Make Painting Season Less Painful

How PRGs can help you save paint and hours…

School is rolling along and fall sports the focus, and that means it’s painting season! We who maintain baseball and softball fields stumble along all season painting a handful of lines at most, but it’s those who maintain football and soccer fields who are the true painting pros out there with all of the routine painting they need to do at this time of year. The professionals and colleges paint weekly for bright, vivid athletic masterpieces.

Lower levels of play struggle more to get their fields painted due to tight financial budgets, lack of sufficient time to get on the fields for painting, or issues that stem from not having knowledgeable and capable people available to perform the layout and painting tasks.

These situations deserve the consideration of using Plant Growth Regulators (PGRs). PGRs will help paint last longer on your fields. When mixed at the proper rate with diluted field paint, PGRs can allow painted field lines and artwork to last anywhere from 2 to 3 weeks longer on the turf surface before repainting is needed. This provides many advantages, such as:

  • a reduction amount of paint used in a season.
  • a considerable savings in labor or volunteer hours needed to paint.
  • less wear and tear on field painting machines.

The most common PGR for this exercise is Syngenta’s Primo Maxx. It features 11.3% of the active ingredient Trinexapac-ethyl — now available under other generic brand names such as T-NEX 1AQ by Quali-Pro. By adding just 1 ounce of this PGR to each gallon of your diluted/mixed field paint, it will extend the life of your field lines and logos for 2 – 3 weeks. That’s a real time saver!
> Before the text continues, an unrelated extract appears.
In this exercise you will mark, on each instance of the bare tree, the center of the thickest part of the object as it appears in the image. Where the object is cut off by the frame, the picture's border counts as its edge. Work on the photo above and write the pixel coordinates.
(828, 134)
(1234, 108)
The PGR works by inhibiting gibberellic acid which controls cell elongation in the turf plant. With this hormone limited, the plants cells do not elongate thereby helping to greatly slow or stop the top growth from occurring in the plant. However, it does help to promote a denser turf due to increased tillering and the shorter cells means increased chlorophyll content in the cells creating a darker green turf plant.

Last year at our Little League complex, we painted our lines on the ballfields four times between the last week of April and the first week of July. Our fall ball program, which runs 6 weeks only needed painting twice during the fall season.

Before using PGRs we were painting once a week. This change saved the league considerable amounts in paint and labor hours. We are actually expanding our use of PGRs this season to other challenging turf maintenance issues.

Paul Zwaska

A former head groundskeeper for the Baltimore Orioles, Paul has been with Beacon for more than two decades. Among his many accomplishments he authored Groundskeeper University, the first online ballfield maintenance training venue. Paul continues to seek innovative ways to help groundskeepers.